A week ago in his PGA Tour debut at the Farmers Insurance Open at Torrey Pines, Woods finished 80th after failing to make the secondary cut through 54 holes, his poorest finish in the event he has won seven times.

The 80th-41st place start to the 2014 year surpasses his previous worst, when he tied for 44th at Torrey Pines and followed with a 20th-place finish in Dubai in 2011.

In 18 years on tour, Woods, 38, has won at least one of his first two starts in a calendar year nine times, and three times started a year with consecutive victories in his first two starts. In 2013 he began with a missed cut at the Abu Dhabi HSBC Championship but followed with a four-stroke victory a week later at Torrey Pines.

Woods was well down the leaderboard over the weekend, but it didn't appear to bother tournament organisers, who were paying him a seven-figure appearance fee to be in the field.
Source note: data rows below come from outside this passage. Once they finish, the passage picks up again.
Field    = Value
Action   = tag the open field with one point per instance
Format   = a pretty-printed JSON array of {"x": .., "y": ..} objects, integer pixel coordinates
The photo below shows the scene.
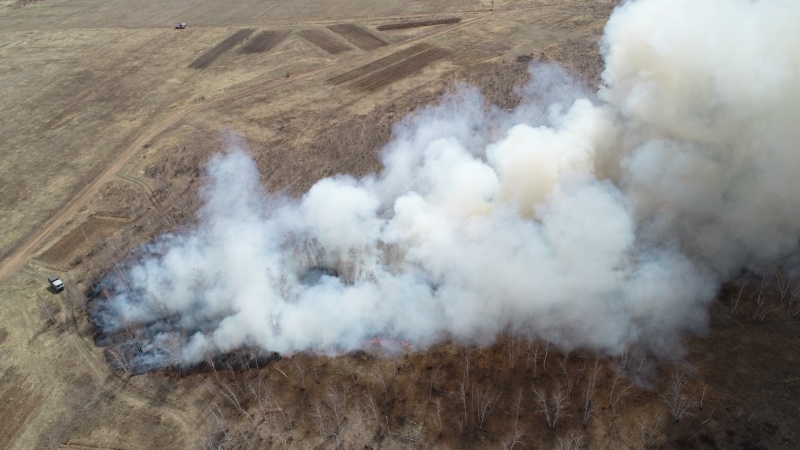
[
  {"x": 264, "y": 41},
  {"x": 357, "y": 36},
  {"x": 324, "y": 41},
  {"x": 419, "y": 23},
  {"x": 107, "y": 123},
  {"x": 401, "y": 69},
  {"x": 215, "y": 52}
]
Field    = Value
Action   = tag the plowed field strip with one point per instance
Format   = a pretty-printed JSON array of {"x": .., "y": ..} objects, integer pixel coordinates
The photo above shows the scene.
[
  {"x": 264, "y": 41},
  {"x": 358, "y": 36},
  {"x": 324, "y": 41},
  {"x": 400, "y": 70},
  {"x": 379, "y": 64},
  {"x": 421, "y": 23},
  {"x": 215, "y": 52}
]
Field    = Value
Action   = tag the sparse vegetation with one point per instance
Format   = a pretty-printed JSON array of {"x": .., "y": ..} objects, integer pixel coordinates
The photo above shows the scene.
[{"x": 520, "y": 392}]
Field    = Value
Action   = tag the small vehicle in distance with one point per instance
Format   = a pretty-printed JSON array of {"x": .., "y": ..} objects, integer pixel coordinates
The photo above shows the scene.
[{"x": 56, "y": 282}]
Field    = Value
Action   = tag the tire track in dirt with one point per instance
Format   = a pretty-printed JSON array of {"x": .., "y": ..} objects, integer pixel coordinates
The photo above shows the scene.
[{"x": 149, "y": 193}]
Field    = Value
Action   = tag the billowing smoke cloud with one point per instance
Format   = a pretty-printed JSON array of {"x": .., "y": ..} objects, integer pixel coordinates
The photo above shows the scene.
[{"x": 592, "y": 220}]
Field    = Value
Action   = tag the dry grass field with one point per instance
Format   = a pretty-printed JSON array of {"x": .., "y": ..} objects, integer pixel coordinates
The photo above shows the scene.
[{"x": 107, "y": 116}]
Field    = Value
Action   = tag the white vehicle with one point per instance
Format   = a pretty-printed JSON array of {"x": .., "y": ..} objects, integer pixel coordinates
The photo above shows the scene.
[{"x": 56, "y": 282}]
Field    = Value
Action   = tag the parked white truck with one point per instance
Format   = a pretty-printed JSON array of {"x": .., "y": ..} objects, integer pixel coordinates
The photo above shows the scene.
[{"x": 56, "y": 282}]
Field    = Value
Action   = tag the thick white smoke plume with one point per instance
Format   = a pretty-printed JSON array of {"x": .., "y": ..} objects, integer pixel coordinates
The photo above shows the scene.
[{"x": 597, "y": 221}]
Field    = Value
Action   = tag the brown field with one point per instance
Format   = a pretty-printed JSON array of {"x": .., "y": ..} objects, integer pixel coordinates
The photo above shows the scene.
[
  {"x": 88, "y": 139},
  {"x": 401, "y": 69},
  {"x": 20, "y": 401},
  {"x": 264, "y": 41},
  {"x": 420, "y": 23},
  {"x": 80, "y": 241},
  {"x": 215, "y": 52},
  {"x": 358, "y": 36},
  {"x": 324, "y": 41},
  {"x": 379, "y": 64}
]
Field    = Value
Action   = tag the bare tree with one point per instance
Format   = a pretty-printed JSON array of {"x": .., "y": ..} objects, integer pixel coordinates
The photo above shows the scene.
[
  {"x": 512, "y": 346},
  {"x": 588, "y": 404},
  {"x": 573, "y": 441},
  {"x": 484, "y": 401},
  {"x": 553, "y": 408},
  {"x": 648, "y": 430},
  {"x": 301, "y": 372},
  {"x": 677, "y": 400},
  {"x": 433, "y": 381},
  {"x": 735, "y": 308},
  {"x": 616, "y": 395},
  {"x": 337, "y": 402},
  {"x": 569, "y": 376},
  {"x": 514, "y": 439}
]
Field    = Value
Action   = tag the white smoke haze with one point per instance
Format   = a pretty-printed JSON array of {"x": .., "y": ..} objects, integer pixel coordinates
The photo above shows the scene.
[{"x": 595, "y": 221}]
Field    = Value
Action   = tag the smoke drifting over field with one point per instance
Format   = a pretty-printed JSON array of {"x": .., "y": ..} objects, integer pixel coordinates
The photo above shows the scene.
[{"x": 592, "y": 220}]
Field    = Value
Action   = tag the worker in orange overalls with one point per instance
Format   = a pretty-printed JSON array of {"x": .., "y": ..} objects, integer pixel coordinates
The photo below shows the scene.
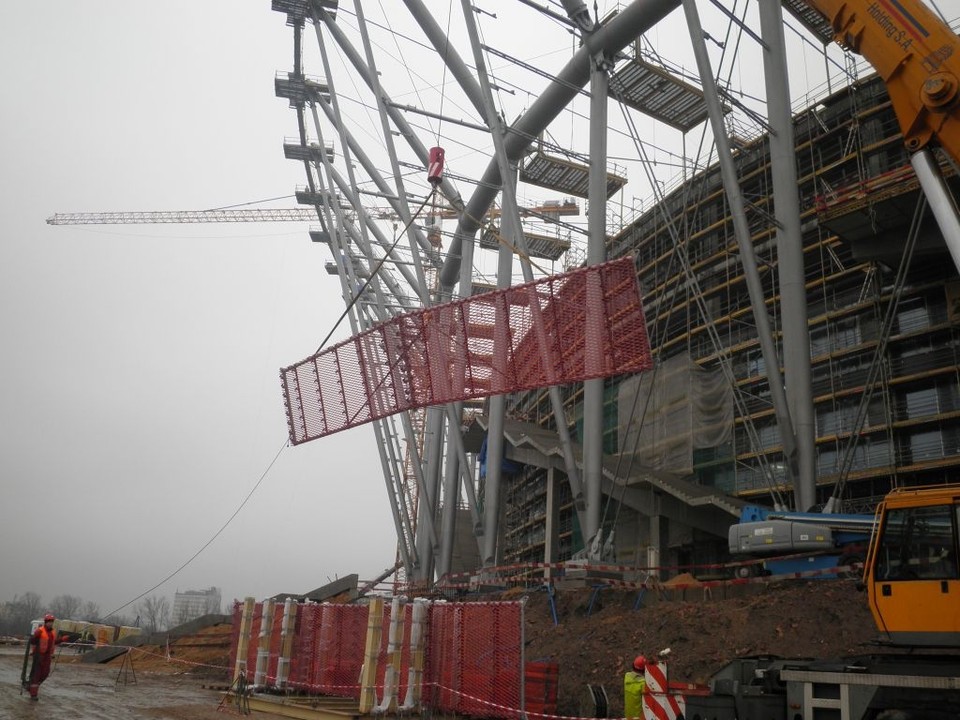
[{"x": 43, "y": 640}]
"He's obviously not on top of his game, everyone wants to see the real Tiger," said Adrian Flaherty, the tournament director for the Dubai event. "To get him in the last group on Sunday and go around like before and shoot 30 on the back like he's done … we all got the excitement.

"To be honest, [Saturday] worked really well because he played early and got the crowd in. And they stayed here. Today is almost the same. In a way, there are plusses to [him not being in contention.]"

Flaherty said the tournament would love to have Woods back because "I don't think it ever wears off. The guy brings everything, the whole ballgame, to the tournament.

"I don't think the novelty ever wears off here. I think he is by far the biggest and one of the greatest athletes that's ever been in this country. Everyone is always pleased to see him."

Whether U.A.E. residents will see him next year is likely a matter of scheduling. The European Tour schedule is not set for 2015, and Woods indicated earlier this week he would hate to miss Torrey Pines if there were a conflict - although he did two years ago when he played in Abu Dhabi.

For Woods, there are more immediate scheduling questions. The Tuesday outing at Dehli Country Club is believed to be for another seven-figure payday and is on behalf of Hero MotoCorp, whose CEO Pawan Manjal, is a big golf supporter. The event is closed to the public.

Although Woods did not say so on Sunday, indications are that he will skip the WGC-Accenture Match Play in three weeks and resume his schedule at the Honda Classic, near his Florida home, starting February 27. It would then follow that Woods would defend his titles at the WGC-Cadillac Championship at Doral and the Arnold Palmer Invitational.

In the meantime, there will be conjecture about what it all means.

Hank Haney, Woods' former coach, said on his Sirius XM radio show last week that he felt Woods spent too much time in the gym in the off-season and not enough working on his game. For his part, Woods twice this week referred to his "old coach" and "old patterns" that he reverted to as part of his problems.

On Sunday, Sky Sports lead analyst Ewen Murray said on the European Tour broadcast that it was the "worst I've seen him technically."

And yet, last week at Torrey Pines, when Woods was suffering through one of his worst performances, Sean Foley, his current coach, simply suggested we're just into the first few days of Woods' year.

Woods maintained that there was progress in the Middle East.

"A quick little fix to my grip and that was all good, and the driving was something that I didn't really do very well last week," he said. "This weekend, nice to be able to start piping it out there again and getting it out there with the big boys. When I didn't have my grip back, I obviously throttled back a little bit, try to get the ball in play, and just don't hit it as far.

"I'm able to now start letting it go, a couple of carries in the 310 [yards], 315 range and I hit over the top of them. So that's back to where I should be."